En fait sur la notion de post modernisme, je ne suis pas tout à fait d'accord sur le fait qu'elle privilégie le désordre disons que pour être exact, je crois qu'elle privilégie l'imprévisibilité. Aussi, la notion en elle-même ne ma parait ni nomothétique, ni idiomatique dans ses principes mais en revanche ce sont ses déclinaisons qui en font une toute puissance à diverses échelles.
A l'echelle de l'individu, le monde est perçu, enraciné et imaginé donc modulé dans ses formes intelligibles. Il est aujourd'hui avéré que le monde que nous voyons palpons tous les jours est de ceux qui est formé construit définit par l'intelligible. Aussi la boucle sensible intelligible définit par Moles ou même des philosophes bien plus anciens comme Kant repose réellement sur une dialectique de la pensée.
Si l'on considère une infinité d'individus, chaque monde individuel recoupe ou empiète sur celui de son voisin. Par ce jeu de triche ou de gain véritable, on pourrait géographiquement vérifier le proverbe suivant "la liberté de l'un commence ou finit cellle de l'autre" et c'est ainsi que la théorie de Moles (espace et liberté) se vérifie.
Ajouter à cela une dimension nième, revient à introduire une logique de type fractale dans les métriques.

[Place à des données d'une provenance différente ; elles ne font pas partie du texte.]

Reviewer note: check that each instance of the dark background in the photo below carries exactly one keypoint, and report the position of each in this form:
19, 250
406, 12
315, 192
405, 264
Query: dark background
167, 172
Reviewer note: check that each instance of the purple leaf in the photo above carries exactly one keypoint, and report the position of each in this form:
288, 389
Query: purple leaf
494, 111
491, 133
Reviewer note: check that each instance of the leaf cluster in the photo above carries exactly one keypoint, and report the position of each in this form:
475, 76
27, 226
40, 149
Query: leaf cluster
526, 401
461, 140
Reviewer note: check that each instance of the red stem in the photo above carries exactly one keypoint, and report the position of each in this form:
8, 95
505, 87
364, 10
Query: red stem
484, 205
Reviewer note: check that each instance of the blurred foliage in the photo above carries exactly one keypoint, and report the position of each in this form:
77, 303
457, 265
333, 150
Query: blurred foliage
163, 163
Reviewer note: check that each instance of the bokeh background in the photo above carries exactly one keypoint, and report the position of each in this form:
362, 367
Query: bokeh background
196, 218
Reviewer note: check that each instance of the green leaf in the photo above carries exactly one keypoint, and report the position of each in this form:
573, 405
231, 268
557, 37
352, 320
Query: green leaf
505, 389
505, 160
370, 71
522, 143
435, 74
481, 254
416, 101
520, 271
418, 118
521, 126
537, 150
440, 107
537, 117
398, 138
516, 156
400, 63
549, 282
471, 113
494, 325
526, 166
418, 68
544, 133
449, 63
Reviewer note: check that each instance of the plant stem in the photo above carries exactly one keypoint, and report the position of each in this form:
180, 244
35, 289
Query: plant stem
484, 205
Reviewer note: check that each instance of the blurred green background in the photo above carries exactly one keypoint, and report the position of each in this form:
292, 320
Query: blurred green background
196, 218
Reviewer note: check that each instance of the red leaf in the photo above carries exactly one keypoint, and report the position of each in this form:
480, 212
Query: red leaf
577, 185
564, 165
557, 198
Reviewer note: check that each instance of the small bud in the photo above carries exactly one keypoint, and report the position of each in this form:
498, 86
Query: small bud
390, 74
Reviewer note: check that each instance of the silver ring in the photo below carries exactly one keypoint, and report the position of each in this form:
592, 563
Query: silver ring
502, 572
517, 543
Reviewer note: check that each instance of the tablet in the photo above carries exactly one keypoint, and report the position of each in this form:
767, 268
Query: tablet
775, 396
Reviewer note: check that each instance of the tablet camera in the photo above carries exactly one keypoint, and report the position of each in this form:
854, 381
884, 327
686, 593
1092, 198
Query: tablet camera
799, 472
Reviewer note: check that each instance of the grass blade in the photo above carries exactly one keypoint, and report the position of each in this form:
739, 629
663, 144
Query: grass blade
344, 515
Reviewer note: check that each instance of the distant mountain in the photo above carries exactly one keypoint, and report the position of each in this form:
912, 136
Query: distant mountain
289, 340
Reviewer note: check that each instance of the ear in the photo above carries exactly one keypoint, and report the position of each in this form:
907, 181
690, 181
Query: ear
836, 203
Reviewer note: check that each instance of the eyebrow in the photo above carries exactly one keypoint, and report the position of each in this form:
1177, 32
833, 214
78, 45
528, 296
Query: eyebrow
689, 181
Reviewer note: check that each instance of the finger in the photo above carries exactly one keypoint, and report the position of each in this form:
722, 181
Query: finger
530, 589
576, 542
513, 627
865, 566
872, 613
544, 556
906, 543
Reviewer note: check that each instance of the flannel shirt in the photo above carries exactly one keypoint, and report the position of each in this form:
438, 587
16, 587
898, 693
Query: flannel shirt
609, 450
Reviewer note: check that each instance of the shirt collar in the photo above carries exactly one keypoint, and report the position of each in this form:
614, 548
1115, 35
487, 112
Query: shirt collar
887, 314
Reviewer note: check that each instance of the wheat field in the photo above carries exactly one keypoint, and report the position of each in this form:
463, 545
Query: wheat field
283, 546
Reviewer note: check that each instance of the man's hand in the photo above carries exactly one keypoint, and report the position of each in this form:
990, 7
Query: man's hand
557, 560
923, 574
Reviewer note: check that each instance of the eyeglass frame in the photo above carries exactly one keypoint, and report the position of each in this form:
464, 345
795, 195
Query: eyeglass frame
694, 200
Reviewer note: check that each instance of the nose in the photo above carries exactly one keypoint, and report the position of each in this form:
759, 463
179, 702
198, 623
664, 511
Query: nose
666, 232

Au final, le post modernisme fait de l'homme le centre mais ne nie pas, je le pense, le nomothétique et ne détruit pas l'idiomatique.
Cette logique fluctante associant n individus à n rangs conduit à un monde imaginée (donc vécu au sens de Di Meo ou Augustin Berque).
Je précise que tout cela est cohérent avec les théories de P.Claval (1981 la logique des villes Litec)
les théories de Von Thunen (18..)
les théories de Alonso (Location and Land Use 1964)
Les théories de R.Bussière (1972)
Les théories de l'entropie plus précisément (Wilson 1970)
En revanche un peu en desaccord avec les théories de l'Economie géographique (Ogawa Fujita 1982 1989, Baumont Bourdon 1994)
en accord avec le gravitaire (Stewart 1940)
La dissociation entre la logique individuelle et la logique collective (ou macroscopique voire synoptique) est souvent imposssible à établir et la je me réfère aux travaux de D.Pumain (1982) La dynamique des villes. D.Pumain, T.Saint Julien et L.Sanders Ville et autoorganisation (1989) : "la somme des actions individuelles est fondamentalement inférieure à la somme de l'action collective".